47. Washington: Oregon Checkerbloom
The checkerbloom is a tough wildflower. It is a member of the mallow family that includes okra, cotton and cacao. The Oregon variety has bristly leaves and develops a raceme of pink, five-petalled flowers. It prefers a moist habitat, ideally rich in rhizomatous, perennial grasses or deciduous and coniferous trees and shrubs. Changing wetlands and invasive species threaten the Oregon checkerbloom’s ongoing existence.
48. West Virginia: Shale Barren Rockcress
The shale barren rockcress is a meter-tall plant bearing small white flowers and long fruits called siliques. The Virginia Natural Heritage Program recently discovered many more populations of the plant while surveying George Washington National Forest. Although this finding doubled the known instances of the shale barren rockcress and lifted it from the endangered list, conservationists remain cautious. They continue to protect the area around the plant and collect seeds to store in a long-term bank.
49. Wisconsin: Leafy Prairie Clover
The leafy prairie clover is known at only 14 sites. It grows up to two feet tall and tends to sprawl when surrounded by open areas. It is commonly grown ‘in captivity,’ but natural populations are on the brink of extinction. Land development, grazing and fire suppression are all dark clouds on the prairie clover’s horizon.
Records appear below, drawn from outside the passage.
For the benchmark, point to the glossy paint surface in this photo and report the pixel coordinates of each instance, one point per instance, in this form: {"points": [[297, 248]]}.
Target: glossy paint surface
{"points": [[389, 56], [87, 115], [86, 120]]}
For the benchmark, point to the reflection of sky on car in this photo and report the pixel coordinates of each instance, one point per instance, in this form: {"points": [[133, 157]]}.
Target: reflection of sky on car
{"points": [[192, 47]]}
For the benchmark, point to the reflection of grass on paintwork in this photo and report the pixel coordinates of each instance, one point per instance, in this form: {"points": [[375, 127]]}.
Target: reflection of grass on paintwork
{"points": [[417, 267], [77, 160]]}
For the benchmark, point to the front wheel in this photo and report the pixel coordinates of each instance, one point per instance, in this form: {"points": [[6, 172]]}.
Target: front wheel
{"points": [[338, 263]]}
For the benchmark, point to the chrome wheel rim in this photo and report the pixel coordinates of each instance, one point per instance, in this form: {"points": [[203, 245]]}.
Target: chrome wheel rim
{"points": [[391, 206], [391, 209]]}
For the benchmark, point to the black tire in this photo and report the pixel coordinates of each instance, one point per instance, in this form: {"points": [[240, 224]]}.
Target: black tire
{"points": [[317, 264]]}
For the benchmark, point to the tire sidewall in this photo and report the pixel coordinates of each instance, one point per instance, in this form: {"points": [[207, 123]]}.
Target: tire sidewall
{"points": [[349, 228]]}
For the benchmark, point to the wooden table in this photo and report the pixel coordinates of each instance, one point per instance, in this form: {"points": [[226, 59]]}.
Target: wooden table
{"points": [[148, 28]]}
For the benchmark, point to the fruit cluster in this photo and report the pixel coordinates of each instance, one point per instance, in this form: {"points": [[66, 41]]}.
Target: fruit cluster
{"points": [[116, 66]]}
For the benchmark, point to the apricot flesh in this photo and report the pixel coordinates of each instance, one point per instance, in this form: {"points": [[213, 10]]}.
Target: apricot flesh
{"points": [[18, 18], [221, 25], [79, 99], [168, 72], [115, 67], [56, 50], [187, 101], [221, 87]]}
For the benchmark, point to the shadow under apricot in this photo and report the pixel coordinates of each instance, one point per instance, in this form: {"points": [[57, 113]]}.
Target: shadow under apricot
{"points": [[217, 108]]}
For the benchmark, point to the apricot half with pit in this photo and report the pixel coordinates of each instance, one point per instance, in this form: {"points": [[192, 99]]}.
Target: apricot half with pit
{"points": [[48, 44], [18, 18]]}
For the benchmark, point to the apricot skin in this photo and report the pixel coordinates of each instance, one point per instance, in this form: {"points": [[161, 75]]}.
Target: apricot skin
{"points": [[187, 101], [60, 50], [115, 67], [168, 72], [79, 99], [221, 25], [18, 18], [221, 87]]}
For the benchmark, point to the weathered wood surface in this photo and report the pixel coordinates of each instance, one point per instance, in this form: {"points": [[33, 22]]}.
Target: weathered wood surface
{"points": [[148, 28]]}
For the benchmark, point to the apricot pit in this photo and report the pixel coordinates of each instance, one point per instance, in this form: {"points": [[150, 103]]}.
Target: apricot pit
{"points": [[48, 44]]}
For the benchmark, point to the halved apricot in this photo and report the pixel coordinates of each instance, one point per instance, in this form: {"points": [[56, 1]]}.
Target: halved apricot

50. Wyoming: Colorado Butterfly Plant
This member of the evening primrose family is making a comeback in Laramie County, where the U.S. Fish and Wildlife Service has marked out 3,538 acres of critical habitat for special conservationist attention. “The pink flowers atop the Colorado butterfly plant’s long stalks will continue to bloom thanks to the Endangered Species Act,” according to the Center for Biological Diversity. “Even as development transforms Colorado and southern Wyoming, this science-based law has created safe havens for this and many other plants found nowhere else in the world.”
The plant life of the United States is integral to our unique landscape. But it is also essential to the well-being of the ecosystem in general. Thousands of endangered plants teetering on the edge require greater awareness and individual, corporate and government responsibility if we are to conserve our natural wealth.
To create this list, we consulted the USDA’s database of threatened and endangered plants. First, we looked at each state’s list of threatened and endangered plants. We selected those that were endangered on a federal level, unique-looking, had some interesting history or story and/or were not widely dispersed.
Next, when federally endangered plants were not available, we used the previous criteria to pick plants that were endangered on the state level. Where those were not available, we selected the best option of threatened plant, first on the federal level, then, if necessary, on the state level. We selected a unique plant for each state.